If the school district maintains this schedule, it will pressure Jewish families to violate their religious tenets so that their children can have the best chance to qualify for gifted and other special programs. They shouldn't have to make that choice.
We are writing on behalf of a large group of concerned Jewish parents from a host of DeKalb schools, who met at B'nai Torah synagogue on Sunday to discuss this problem.
We learned that the testing was moved from October to September: to get test results earlier so that gifted programs could start sooner. We applaud that goal. But achieving it this year, under the current schedule, treats Jews with remarkable insensitivity and subjects teachers and students to costly inefficiency.

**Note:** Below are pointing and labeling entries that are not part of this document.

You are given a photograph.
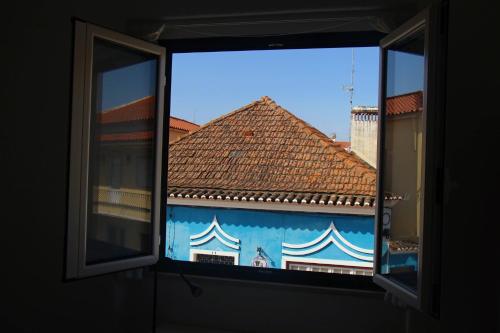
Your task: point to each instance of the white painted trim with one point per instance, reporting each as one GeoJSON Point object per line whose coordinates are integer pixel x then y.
{"type": "Point", "coordinates": [334, 262]}
{"type": "Point", "coordinates": [323, 245]}
{"type": "Point", "coordinates": [311, 243]}
{"type": "Point", "coordinates": [215, 224]}
{"type": "Point", "coordinates": [273, 206]}
{"type": "Point", "coordinates": [320, 238]}
{"type": "Point", "coordinates": [346, 242]}
{"type": "Point", "coordinates": [235, 255]}
{"type": "Point", "coordinates": [210, 237]}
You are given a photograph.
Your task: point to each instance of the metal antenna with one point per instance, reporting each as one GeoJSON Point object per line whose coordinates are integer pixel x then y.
{"type": "Point", "coordinates": [350, 90]}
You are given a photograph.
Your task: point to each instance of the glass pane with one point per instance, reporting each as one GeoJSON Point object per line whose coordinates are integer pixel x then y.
{"type": "Point", "coordinates": [403, 160]}
{"type": "Point", "coordinates": [121, 154]}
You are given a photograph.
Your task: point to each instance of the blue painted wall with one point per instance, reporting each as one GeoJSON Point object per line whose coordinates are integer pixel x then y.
{"type": "Point", "coordinates": [265, 229]}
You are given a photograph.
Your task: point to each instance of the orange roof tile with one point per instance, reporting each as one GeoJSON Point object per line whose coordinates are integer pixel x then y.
{"type": "Point", "coordinates": [182, 124]}
{"type": "Point", "coordinates": [263, 148]}
{"type": "Point", "coordinates": [342, 144]}
{"type": "Point", "coordinates": [406, 103]}
{"type": "Point", "coordinates": [141, 109]}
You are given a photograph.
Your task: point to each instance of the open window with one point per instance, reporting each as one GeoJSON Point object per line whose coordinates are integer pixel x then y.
{"type": "Point", "coordinates": [410, 161]}
{"type": "Point", "coordinates": [116, 179]}
{"type": "Point", "coordinates": [116, 152]}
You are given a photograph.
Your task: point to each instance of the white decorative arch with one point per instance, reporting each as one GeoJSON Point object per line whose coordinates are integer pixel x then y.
{"type": "Point", "coordinates": [319, 244]}
{"type": "Point", "coordinates": [213, 231]}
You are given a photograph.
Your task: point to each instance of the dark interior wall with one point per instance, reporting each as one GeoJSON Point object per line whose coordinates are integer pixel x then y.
{"type": "Point", "coordinates": [36, 77]}
{"type": "Point", "coordinates": [35, 95]}
{"type": "Point", "coordinates": [470, 291]}
{"type": "Point", "coordinates": [237, 306]}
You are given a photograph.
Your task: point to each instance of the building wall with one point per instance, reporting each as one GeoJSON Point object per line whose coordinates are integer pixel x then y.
{"type": "Point", "coordinates": [404, 165]}
{"type": "Point", "coordinates": [34, 145]}
{"type": "Point", "coordinates": [268, 230]}
{"type": "Point", "coordinates": [364, 137]}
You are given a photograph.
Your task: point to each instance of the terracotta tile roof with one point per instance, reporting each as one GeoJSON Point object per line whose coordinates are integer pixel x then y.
{"type": "Point", "coordinates": [182, 124]}
{"type": "Point", "coordinates": [141, 109]}
{"type": "Point", "coordinates": [406, 103]}
{"type": "Point", "coordinates": [342, 144]}
{"type": "Point", "coordinates": [263, 149]}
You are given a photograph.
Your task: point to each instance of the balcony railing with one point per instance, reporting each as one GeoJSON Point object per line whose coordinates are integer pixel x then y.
{"type": "Point", "coordinates": [126, 203]}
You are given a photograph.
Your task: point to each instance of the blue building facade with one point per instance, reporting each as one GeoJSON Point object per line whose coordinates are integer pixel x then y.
{"type": "Point", "coordinates": [328, 242]}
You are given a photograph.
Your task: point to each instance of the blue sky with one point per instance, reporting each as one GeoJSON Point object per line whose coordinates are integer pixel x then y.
{"type": "Point", "coordinates": [308, 83]}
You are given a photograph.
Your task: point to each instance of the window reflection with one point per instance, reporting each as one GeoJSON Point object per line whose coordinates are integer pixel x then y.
{"type": "Point", "coordinates": [123, 108]}
{"type": "Point", "coordinates": [403, 160]}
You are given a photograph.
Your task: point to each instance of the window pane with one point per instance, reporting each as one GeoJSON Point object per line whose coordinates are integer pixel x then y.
{"type": "Point", "coordinates": [123, 111]}
{"type": "Point", "coordinates": [403, 159]}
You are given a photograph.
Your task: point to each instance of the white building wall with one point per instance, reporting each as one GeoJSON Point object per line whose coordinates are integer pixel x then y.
{"type": "Point", "coordinates": [364, 134]}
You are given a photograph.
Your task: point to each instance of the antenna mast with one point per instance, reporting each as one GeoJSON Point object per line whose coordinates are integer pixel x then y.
{"type": "Point", "coordinates": [350, 90]}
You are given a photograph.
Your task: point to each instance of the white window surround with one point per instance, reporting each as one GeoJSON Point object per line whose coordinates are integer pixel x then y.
{"type": "Point", "coordinates": [194, 252]}
{"type": "Point", "coordinates": [333, 262]}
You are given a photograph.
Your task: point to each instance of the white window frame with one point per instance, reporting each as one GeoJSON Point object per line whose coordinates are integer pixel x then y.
{"type": "Point", "coordinates": [194, 252]}
{"type": "Point", "coordinates": [84, 36]}
{"type": "Point", "coordinates": [428, 281]}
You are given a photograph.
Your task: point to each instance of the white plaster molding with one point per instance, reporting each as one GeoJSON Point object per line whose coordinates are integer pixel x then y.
{"type": "Point", "coordinates": [346, 242]}
{"type": "Point", "coordinates": [194, 252]}
{"type": "Point", "coordinates": [210, 237]}
{"type": "Point", "coordinates": [323, 245]}
{"type": "Point", "coordinates": [311, 243]}
{"type": "Point", "coordinates": [285, 206]}
{"type": "Point", "coordinates": [214, 224]}
{"type": "Point", "coordinates": [331, 239]}
{"type": "Point", "coordinates": [335, 262]}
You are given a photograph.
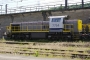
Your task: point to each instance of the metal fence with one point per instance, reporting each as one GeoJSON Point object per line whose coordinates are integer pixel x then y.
{"type": "Point", "coordinates": [51, 7]}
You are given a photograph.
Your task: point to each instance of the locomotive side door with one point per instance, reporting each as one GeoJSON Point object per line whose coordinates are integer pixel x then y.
{"type": "Point", "coordinates": [56, 24]}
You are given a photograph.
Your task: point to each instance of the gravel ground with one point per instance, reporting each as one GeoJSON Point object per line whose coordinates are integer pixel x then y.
{"type": "Point", "coordinates": [16, 57]}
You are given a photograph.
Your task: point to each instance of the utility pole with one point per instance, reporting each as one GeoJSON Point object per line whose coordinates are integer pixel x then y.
{"type": "Point", "coordinates": [6, 8]}
{"type": "Point", "coordinates": [82, 3]}
{"type": "Point", "coordinates": [66, 4]}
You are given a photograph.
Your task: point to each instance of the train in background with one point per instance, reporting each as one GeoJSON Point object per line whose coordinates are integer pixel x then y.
{"type": "Point", "coordinates": [57, 27]}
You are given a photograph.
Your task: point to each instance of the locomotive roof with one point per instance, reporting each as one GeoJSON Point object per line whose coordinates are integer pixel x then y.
{"type": "Point", "coordinates": [57, 16]}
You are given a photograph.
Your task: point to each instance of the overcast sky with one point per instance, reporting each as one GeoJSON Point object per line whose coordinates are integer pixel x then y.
{"type": "Point", "coordinates": [15, 3]}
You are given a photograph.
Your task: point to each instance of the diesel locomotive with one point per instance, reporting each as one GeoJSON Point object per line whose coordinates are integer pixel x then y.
{"type": "Point", "coordinates": [57, 27]}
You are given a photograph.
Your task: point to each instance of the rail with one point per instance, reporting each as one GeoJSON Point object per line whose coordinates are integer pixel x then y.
{"type": "Point", "coordinates": [37, 28]}
{"type": "Point", "coordinates": [45, 7]}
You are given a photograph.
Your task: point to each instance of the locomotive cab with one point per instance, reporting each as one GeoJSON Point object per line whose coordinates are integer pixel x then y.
{"type": "Point", "coordinates": [56, 23]}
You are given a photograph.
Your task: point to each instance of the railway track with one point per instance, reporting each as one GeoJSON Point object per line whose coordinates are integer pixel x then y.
{"type": "Point", "coordinates": [72, 50]}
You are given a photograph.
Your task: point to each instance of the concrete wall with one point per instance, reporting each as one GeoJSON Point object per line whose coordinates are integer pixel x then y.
{"type": "Point", "coordinates": [5, 20]}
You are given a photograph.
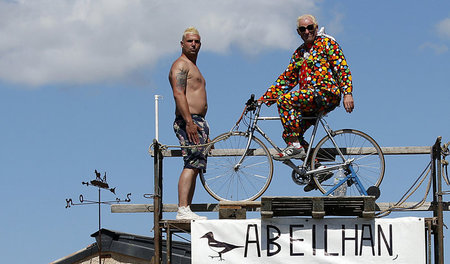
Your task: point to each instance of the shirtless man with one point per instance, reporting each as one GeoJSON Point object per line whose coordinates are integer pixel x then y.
{"type": "Point", "coordinates": [190, 126]}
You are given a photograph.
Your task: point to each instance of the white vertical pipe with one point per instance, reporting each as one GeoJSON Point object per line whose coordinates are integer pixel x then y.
{"type": "Point", "coordinates": [157, 116]}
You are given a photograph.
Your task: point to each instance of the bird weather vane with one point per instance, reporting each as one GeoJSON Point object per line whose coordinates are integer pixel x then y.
{"type": "Point", "coordinates": [101, 184]}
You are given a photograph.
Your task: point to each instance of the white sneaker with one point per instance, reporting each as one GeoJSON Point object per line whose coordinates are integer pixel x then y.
{"type": "Point", "coordinates": [185, 213]}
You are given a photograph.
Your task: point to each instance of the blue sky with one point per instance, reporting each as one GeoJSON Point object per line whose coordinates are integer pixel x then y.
{"type": "Point", "coordinates": [78, 79]}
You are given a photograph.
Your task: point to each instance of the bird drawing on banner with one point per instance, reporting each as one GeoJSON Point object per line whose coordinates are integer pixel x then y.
{"type": "Point", "coordinates": [218, 246]}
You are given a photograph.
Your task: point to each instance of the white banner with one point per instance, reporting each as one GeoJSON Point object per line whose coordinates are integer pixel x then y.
{"type": "Point", "coordinates": [307, 240]}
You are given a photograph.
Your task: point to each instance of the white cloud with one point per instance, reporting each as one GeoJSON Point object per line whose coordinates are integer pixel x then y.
{"type": "Point", "coordinates": [443, 28]}
{"type": "Point", "coordinates": [86, 41]}
{"type": "Point", "coordinates": [437, 48]}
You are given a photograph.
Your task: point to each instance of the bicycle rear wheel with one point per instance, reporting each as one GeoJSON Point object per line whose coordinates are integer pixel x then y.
{"type": "Point", "coordinates": [224, 180]}
{"type": "Point", "coordinates": [368, 160]}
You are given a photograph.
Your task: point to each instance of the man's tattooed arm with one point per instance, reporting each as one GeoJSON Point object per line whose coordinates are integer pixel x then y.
{"type": "Point", "coordinates": [182, 79]}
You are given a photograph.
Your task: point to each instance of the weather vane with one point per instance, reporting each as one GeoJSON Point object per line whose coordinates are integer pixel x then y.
{"type": "Point", "coordinates": [101, 184]}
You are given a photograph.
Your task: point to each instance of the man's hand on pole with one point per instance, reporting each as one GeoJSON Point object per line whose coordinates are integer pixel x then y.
{"type": "Point", "coordinates": [348, 103]}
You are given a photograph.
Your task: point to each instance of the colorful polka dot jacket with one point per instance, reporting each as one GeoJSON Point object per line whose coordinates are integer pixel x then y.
{"type": "Point", "coordinates": [322, 67]}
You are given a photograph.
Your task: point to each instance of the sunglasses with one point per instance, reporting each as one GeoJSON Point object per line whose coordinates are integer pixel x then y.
{"type": "Point", "coordinates": [311, 27]}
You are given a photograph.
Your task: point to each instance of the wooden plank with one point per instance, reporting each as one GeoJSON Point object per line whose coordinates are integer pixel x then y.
{"type": "Point", "coordinates": [148, 208]}
{"type": "Point", "coordinates": [318, 207]}
{"type": "Point", "coordinates": [258, 152]}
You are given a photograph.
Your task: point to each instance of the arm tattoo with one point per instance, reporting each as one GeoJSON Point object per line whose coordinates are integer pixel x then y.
{"type": "Point", "coordinates": [182, 79]}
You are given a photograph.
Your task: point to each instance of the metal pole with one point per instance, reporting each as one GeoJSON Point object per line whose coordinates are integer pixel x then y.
{"type": "Point", "coordinates": [157, 202]}
{"type": "Point", "coordinates": [157, 97]}
{"type": "Point", "coordinates": [437, 203]}
{"type": "Point", "coordinates": [440, 214]}
{"type": "Point", "coordinates": [99, 229]}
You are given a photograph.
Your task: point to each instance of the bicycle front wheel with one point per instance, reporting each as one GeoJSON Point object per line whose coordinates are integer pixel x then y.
{"type": "Point", "coordinates": [225, 179]}
{"type": "Point", "coordinates": [368, 159]}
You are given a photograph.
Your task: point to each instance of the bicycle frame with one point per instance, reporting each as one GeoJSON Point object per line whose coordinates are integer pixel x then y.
{"type": "Point", "coordinates": [303, 170]}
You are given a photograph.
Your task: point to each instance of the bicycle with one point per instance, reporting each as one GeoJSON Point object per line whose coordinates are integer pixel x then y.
{"type": "Point", "coordinates": [240, 166]}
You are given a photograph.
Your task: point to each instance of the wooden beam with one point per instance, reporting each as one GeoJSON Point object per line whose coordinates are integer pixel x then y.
{"type": "Point", "coordinates": [258, 152]}
{"type": "Point", "coordinates": [255, 206]}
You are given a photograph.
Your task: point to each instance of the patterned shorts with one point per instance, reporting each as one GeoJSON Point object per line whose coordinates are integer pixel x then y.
{"type": "Point", "coordinates": [193, 157]}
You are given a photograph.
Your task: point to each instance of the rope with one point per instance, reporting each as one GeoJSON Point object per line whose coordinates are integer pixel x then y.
{"type": "Point", "coordinates": [402, 200]}
{"type": "Point", "coordinates": [445, 152]}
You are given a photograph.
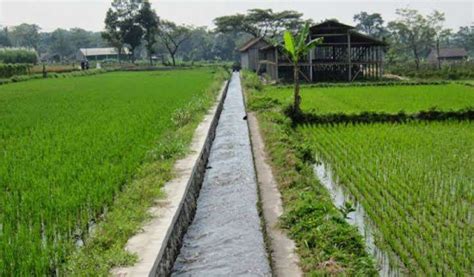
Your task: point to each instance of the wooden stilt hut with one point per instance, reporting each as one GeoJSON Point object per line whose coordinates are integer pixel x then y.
{"type": "Point", "coordinates": [344, 55]}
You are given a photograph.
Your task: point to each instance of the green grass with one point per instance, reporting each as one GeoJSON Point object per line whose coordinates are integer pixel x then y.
{"type": "Point", "coordinates": [70, 149]}
{"type": "Point", "coordinates": [390, 99]}
{"type": "Point", "coordinates": [326, 243]}
{"type": "Point", "coordinates": [415, 180]}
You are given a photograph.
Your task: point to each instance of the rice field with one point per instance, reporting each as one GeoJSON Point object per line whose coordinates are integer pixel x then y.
{"type": "Point", "coordinates": [67, 147]}
{"type": "Point", "coordinates": [415, 180]}
{"type": "Point", "coordinates": [389, 99]}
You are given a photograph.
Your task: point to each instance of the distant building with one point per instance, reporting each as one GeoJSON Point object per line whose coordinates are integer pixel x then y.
{"type": "Point", "coordinates": [249, 53]}
{"type": "Point", "coordinates": [448, 55]}
{"type": "Point", "coordinates": [99, 54]}
{"type": "Point", "coordinates": [344, 55]}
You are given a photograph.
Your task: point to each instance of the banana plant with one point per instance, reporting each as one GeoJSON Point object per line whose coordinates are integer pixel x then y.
{"type": "Point", "coordinates": [296, 49]}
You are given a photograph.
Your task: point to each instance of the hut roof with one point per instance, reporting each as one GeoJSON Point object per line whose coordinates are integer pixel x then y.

(The schedule also would appear to burden Muslims, who celebrate Eid-al-Adha on Sept. 24, and other religious minorities who have holidays in September.)
One veteran DeKalb teacher who attended our meeting noted that on typical make-up test days, "the assistant principal runs around like crazy" tracking down all of the children who missed tests. This chaos will surely be more intense this year, given hundreds of Jewish children who will need make-up tests. Just as examples, it is estimated that Jews make up at least 10 percent of Dunwoody Elementary and about 10 percent of Montgomery Elementary schools. Parents who have expressed concern with us have children also at Vanderlyn, Austin, Chesnut, Peachtree Middle and other DeKalb schools.
The sheer volume of students missing the exams create logistical challenges for schools to find suitable rooms to conduct makeups. More importantly, forcing these children to submit to makeup tests further increases their amount of time away from their classrooms.
Consider also that a sizable number of teachers are Jewish, meaning they will miss these days as well. Given reports that there are 150 teacher vacancies in the system, holding tests on the Jewish high holidays will exacerbate this problem, as the schools will need to find even more teachers to oversee tests.
The issue of unfamiliar teachers giving makeup tests is a particular concern for parents of first graders. Teachers read the test questions to first graders, but apparently strangers will read the questions for makeup tests, given that homeroom teachers are not pulled to do them.
During recent Curriculum Nights, teachers emphasized the great efforts made so that children are comfortable and focused on test days. We can only assume that removing children from class to take make-up tests would be less comfortable and more distracting—especially because some may feel a stigma associated with their religion.
Finally, making it harder for any children to compete for gifted or other programs will cost the schools money, as we understand each child in these programs qualifies their schools for extra grants. No one wants this result.
Again, we understand why the district wanted to give the tests earlier than in previous years. However, we question how much earlier results would be available, given that the scores are presented as percentiles of a national sample. That is, if scores from around the country have to be computed for any percentiles to be drawn, how much earlier can DeKalb hope to receive its results and start forming gifted classes?
Dr. Green, we know you inherited this schedule when you arrived last month, and we're sorry our introduction to you and vice-versa must occur on this challenging issue. We are impressed with your previous achievements in Kansas City and New York, and we look forward to where you will take our district.
Particularly impressive is your track record on ensuring that all students have the same educational opportunities, notably in your work with the National Council on Educating Black Children and having been featured in Touching the Future: Minorities in Education, speaking on issues of educational equity, access, and achievement.
But we think to avoid the insensitivity and inefficiency described in this letter and ensure that all students have the same opportunities for success, a change must be made to the ITBS testing schedule.
As you noted in your response to Mr. Jester, there are a host of holidays for religious minorities in September. Your calendar correctly pointed out that in Judaism, there are holidays through October 6. Therefore we suggest that DeKalb testing be rescheduled along the dates similar to the most recent years, when tests began in the second week of October.
You will be receiving a letter from a group of concerned Atlanta rabbis, and we are confident they can provide you with any guidance you seek on these and future calendars.
Any of us would be glad to speak with you at your convenience as you consider this matter.
We thank you for your consideration, and we look forward to hearing from you.